Initially she was placed in foster families within her community, but then was relocated to dozens of different foster families and rehab centres in the South.
The girl was doing better after being placed at a rehab centre in Montreal in 2021 where all the children housed there spoke Inuktitut.
But after five months she was transferred, against the wishes of her doctors, to another rehab centre with no connections to her culture.
Warolin’s ruling says that never should have happened, and that distancing the girl from her culture contributed to her distress.
Warolin attributed the girls’ situation in part to territorial battles between the provincial Department of Youth Protection and local health authorities in Nunavik, the region encompassing Quebec’s Far North.
Her decision urges a clarification of the roles of both parties.
Judge says little has changed since Viens Commission
Since that decision was issued, Warolin issued another decision May 1 that she also ordered be sent to provincial ministers.
That decision concerned another Inuk girl, aged 13, who’d been in foster care since age six.
In 2023, the girl started having serious behavioural problems and the foster family struggled to care for her.
At that time, the court ordered the girl be placed immediately in a rehabilitation centre.
It took more than a month to find her a spot because of a shortage of places.
During that month, the girl’s situation deteriorated.
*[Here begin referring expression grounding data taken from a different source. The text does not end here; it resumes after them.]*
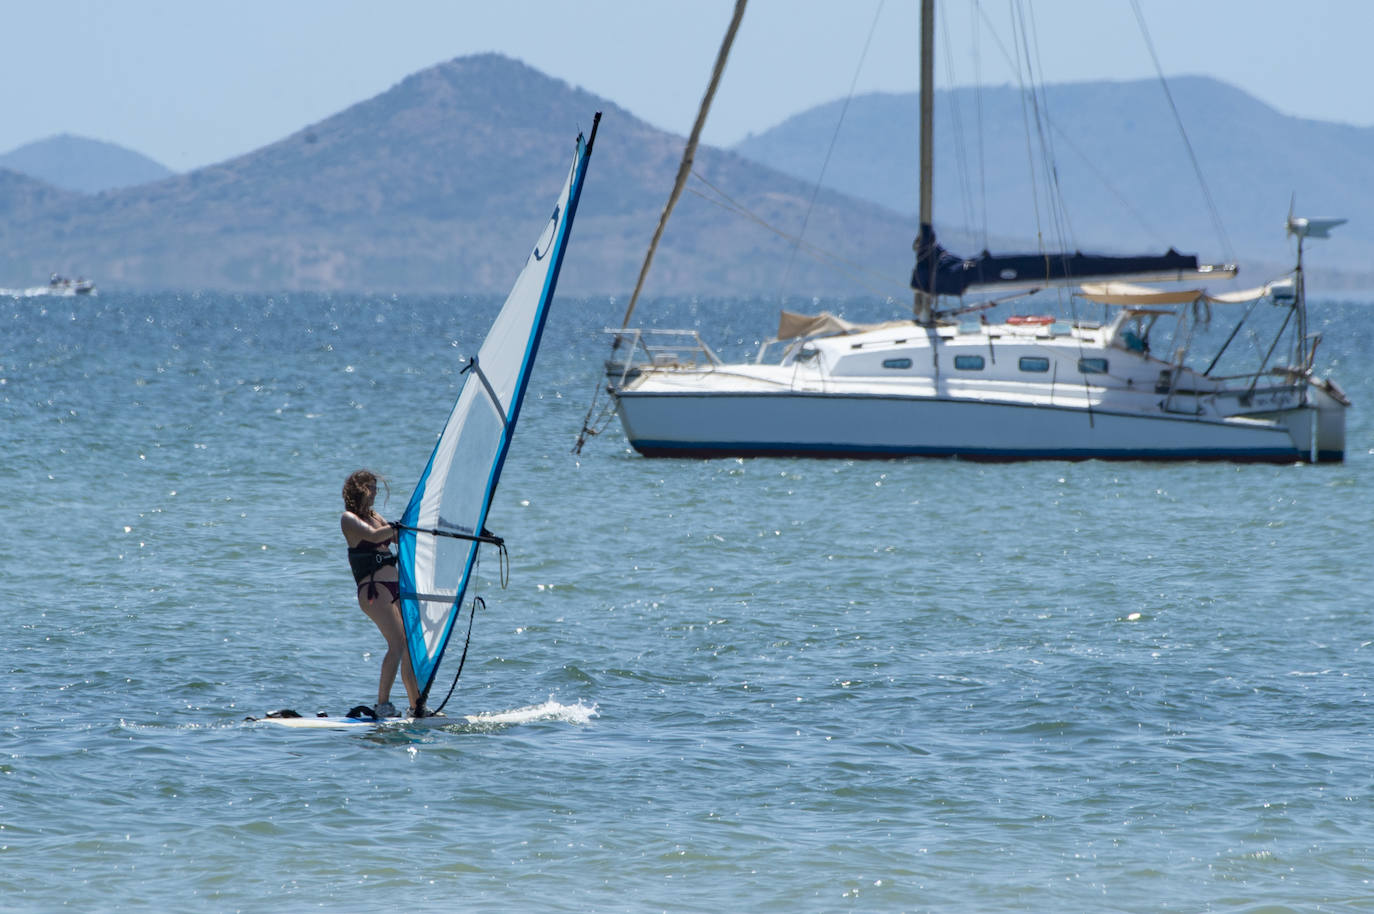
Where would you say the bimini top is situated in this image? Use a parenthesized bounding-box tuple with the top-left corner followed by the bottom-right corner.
(775, 309, 904, 341)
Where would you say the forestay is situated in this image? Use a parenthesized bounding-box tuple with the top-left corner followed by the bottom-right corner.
(397, 114, 600, 705)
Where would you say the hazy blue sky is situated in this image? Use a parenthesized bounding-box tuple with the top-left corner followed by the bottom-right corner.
(3, 1, 1370, 172)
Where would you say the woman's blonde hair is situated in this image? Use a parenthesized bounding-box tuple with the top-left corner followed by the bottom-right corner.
(342, 469, 388, 516)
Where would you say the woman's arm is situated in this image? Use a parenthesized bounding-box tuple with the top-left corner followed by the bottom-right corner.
(341, 510, 395, 544)
(371, 511, 398, 544)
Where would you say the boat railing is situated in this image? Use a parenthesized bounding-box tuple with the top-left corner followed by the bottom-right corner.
(1159, 362, 1316, 414)
(753, 336, 802, 365)
(601, 328, 723, 383)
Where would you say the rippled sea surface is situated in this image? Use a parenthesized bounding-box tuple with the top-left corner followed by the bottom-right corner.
(3, 291, 1372, 912)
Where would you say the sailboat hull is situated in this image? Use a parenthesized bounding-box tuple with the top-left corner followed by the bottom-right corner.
(614, 387, 1345, 463)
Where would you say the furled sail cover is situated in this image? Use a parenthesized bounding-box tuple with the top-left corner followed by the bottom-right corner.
(911, 223, 1202, 296)
(397, 117, 599, 701)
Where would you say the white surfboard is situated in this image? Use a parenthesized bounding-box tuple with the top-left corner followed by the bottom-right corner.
(255, 713, 467, 730)
(250, 699, 596, 731)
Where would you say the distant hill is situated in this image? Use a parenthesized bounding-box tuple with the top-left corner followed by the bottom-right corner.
(0, 134, 174, 193)
(0, 166, 81, 215)
(1, 59, 1368, 296)
(0, 54, 920, 298)
(734, 77, 1374, 292)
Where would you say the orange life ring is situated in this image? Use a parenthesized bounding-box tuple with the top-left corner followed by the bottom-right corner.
(1006, 315, 1055, 325)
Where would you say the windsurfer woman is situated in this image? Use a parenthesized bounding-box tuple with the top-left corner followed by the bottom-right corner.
(341, 469, 423, 717)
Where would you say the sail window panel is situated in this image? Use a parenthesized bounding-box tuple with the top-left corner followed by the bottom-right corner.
(1019, 356, 1051, 373)
(882, 358, 913, 370)
(1078, 358, 1109, 374)
(954, 354, 985, 371)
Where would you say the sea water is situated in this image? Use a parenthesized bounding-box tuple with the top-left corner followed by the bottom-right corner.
(2, 291, 1372, 912)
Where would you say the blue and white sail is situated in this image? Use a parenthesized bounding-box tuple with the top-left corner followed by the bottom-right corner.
(396, 114, 600, 704)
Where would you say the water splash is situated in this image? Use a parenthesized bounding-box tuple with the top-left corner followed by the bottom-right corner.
(463, 698, 597, 727)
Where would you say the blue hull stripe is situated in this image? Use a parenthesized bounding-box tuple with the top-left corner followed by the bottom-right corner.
(628, 439, 1339, 464)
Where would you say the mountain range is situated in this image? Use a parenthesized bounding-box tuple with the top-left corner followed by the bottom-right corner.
(0, 54, 915, 298)
(1, 54, 1368, 296)
(736, 77, 1374, 288)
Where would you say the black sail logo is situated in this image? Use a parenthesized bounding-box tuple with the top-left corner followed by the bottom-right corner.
(532, 206, 561, 261)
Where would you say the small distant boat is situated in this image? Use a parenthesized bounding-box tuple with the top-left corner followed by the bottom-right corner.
(2, 275, 99, 298)
(47, 274, 95, 296)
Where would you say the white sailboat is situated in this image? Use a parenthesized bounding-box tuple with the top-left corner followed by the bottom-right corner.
(261, 115, 601, 729)
(598, 3, 1347, 463)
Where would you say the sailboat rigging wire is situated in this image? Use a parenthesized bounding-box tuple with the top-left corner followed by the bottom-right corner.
(972, 1, 988, 251)
(1202, 293, 1266, 375)
(1008, 2, 1049, 272)
(686, 172, 908, 295)
(1025, 2, 1076, 255)
(1012, 0, 1074, 263)
(1129, 0, 1234, 263)
(1244, 304, 1297, 399)
(941, 2, 979, 238)
(965, 2, 1172, 255)
(1047, 121, 1168, 248)
(778, 0, 885, 292)
(620, 0, 747, 330)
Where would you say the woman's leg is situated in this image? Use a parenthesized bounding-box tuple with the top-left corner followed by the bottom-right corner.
(358, 591, 421, 709)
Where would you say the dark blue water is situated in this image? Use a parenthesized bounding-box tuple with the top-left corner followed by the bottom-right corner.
(3, 291, 1371, 912)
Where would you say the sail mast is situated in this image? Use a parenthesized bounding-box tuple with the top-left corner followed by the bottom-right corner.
(914, 0, 936, 324)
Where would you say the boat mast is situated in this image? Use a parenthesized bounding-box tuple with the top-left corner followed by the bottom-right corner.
(1285, 211, 1345, 372)
(913, 0, 935, 325)
(618, 0, 747, 331)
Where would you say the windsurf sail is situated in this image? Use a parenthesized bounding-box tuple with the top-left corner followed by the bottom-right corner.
(396, 113, 601, 707)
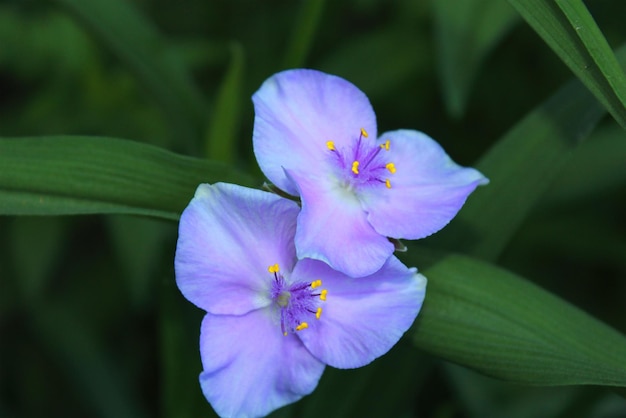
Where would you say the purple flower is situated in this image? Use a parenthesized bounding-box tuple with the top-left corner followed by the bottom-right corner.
(253, 69, 488, 277)
(175, 183, 426, 418)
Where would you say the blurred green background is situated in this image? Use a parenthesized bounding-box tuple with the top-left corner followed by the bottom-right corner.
(1, 0, 625, 417)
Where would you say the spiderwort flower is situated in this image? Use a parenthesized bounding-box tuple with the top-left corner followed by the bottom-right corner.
(253, 69, 489, 277)
(175, 183, 426, 418)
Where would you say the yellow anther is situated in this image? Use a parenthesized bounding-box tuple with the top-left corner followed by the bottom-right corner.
(386, 162, 396, 174)
(296, 322, 309, 331)
(315, 307, 322, 320)
(380, 140, 390, 151)
(310, 279, 322, 289)
(385, 179, 391, 189)
(326, 141, 335, 151)
(320, 289, 328, 301)
(351, 161, 360, 174)
(283, 332, 288, 336)
(268, 264, 280, 273)
(360, 127, 369, 138)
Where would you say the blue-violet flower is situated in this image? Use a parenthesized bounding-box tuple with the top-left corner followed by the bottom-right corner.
(175, 183, 426, 418)
(253, 69, 489, 277)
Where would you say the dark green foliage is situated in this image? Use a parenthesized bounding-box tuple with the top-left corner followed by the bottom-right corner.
(1, 1, 625, 417)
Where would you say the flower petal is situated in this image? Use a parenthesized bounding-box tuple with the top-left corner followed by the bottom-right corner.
(175, 183, 300, 315)
(287, 169, 394, 278)
(361, 129, 489, 239)
(253, 69, 377, 195)
(199, 310, 325, 418)
(293, 257, 426, 369)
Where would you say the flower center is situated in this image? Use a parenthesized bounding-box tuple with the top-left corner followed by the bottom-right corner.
(267, 264, 327, 336)
(326, 127, 395, 190)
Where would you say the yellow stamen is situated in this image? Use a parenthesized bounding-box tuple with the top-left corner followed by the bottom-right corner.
(380, 140, 390, 151)
(268, 264, 280, 273)
(386, 162, 396, 174)
(320, 289, 328, 301)
(326, 141, 335, 151)
(360, 127, 369, 138)
(385, 179, 391, 189)
(310, 280, 322, 289)
(315, 307, 322, 320)
(351, 161, 360, 174)
(296, 322, 309, 331)
(283, 332, 288, 336)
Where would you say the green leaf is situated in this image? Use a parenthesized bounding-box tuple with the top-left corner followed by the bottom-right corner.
(51, 0, 207, 147)
(0, 136, 254, 219)
(433, 0, 519, 117)
(407, 252, 626, 387)
(430, 44, 626, 261)
(205, 42, 245, 163)
(507, 0, 626, 129)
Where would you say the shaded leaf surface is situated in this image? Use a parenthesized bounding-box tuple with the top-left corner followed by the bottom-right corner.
(507, 0, 626, 128)
(408, 252, 626, 387)
(0, 136, 253, 219)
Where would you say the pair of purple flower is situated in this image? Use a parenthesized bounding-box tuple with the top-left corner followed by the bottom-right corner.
(175, 69, 488, 418)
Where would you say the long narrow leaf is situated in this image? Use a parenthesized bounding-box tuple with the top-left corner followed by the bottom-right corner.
(555, 0, 626, 123)
(406, 252, 626, 387)
(0, 136, 253, 219)
(507, 0, 626, 128)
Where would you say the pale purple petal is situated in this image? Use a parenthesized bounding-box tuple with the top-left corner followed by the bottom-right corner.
(361, 130, 488, 239)
(287, 169, 394, 278)
(293, 257, 426, 369)
(175, 183, 300, 315)
(199, 310, 325, 418)
(253, 69, 377, 195)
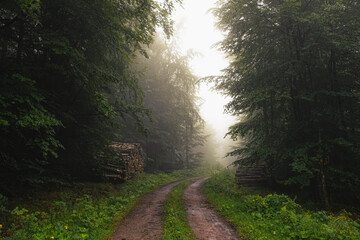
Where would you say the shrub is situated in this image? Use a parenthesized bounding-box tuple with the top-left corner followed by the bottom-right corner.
(1, 168, 212, 239)
(203, 170, 360, 240)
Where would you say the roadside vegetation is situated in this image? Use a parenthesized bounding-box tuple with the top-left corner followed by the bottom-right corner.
(203, 170, 360, 240)
(163, 179, 197, 240)
(0, 168, 212, 240)
(0, 0, 207, 200)
(214, 0, 360, 210)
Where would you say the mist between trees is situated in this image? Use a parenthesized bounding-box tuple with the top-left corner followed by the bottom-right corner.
(0, 0, 217, 196)
(1, 0, 360, 211)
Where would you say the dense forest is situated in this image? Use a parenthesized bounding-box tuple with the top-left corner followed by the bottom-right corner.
(0, 0, 207, 195)
(1, 0, 360, 239)
(125, 37, 205, 171)
(1, 0, 360, 210)
(213, 0, 360, 208)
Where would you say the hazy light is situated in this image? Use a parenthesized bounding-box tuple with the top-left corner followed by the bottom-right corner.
(172, 0, 236, 142)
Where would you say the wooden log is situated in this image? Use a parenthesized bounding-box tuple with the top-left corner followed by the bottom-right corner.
(100, 142, 143, 182)
(235, 163, 267, 187)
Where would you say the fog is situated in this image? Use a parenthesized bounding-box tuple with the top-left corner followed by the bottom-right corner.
(172, 0, 237, 164)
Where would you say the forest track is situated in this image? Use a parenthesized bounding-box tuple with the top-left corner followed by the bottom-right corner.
(184, 178, 241, 240)
(109, 178, 191, 240)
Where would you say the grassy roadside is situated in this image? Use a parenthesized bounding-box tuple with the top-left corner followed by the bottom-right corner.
(203, 170, 360, 240)
(0, 167, 215, 240)
(162, 179, 198, 240)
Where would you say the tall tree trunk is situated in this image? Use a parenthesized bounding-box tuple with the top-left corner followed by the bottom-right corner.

The judgment notes she stole two ATVs, and that a social worker was concerned the girl was putting herself at risk in the context of her relationship with an adult man.
Once again in her decision, Warolin condemned the lack of services in the North, this time citing the 2019 Viens Commission report into the mistreatment of Indigenous people in Quebec.
Warolin said that report identified a serious shortage of places in youth rehabilitation centres in the North.
“It is therefore clear that almost five years later, the problem of lack of resources decried by the Honorable Jacques Viens has not been resolved,” Warolin said.
She noted that during this time the need for services has only continued to grow.
“The situation we are witnessing today is all the more dramatic. Without a serious desire to resolve the problem in a lasting manner, we can only anticipate a multiplication of cases similar to this one,” Warolin said.
Quebec’s Human Rights Commission issued a report last week on youth protection services in Nunavik that echoed Warolin’s conclusion.
“This is the tip of the iceberg,” commission head Philippe-André Tessier told CBC News in an interview Thursday.
“Systemic issues about lack of appropriate housing, the fact that there is no appropriate rehabilitation centre, these are things that are known, that are reported, that we’ve made recommendations about,” Tessier said.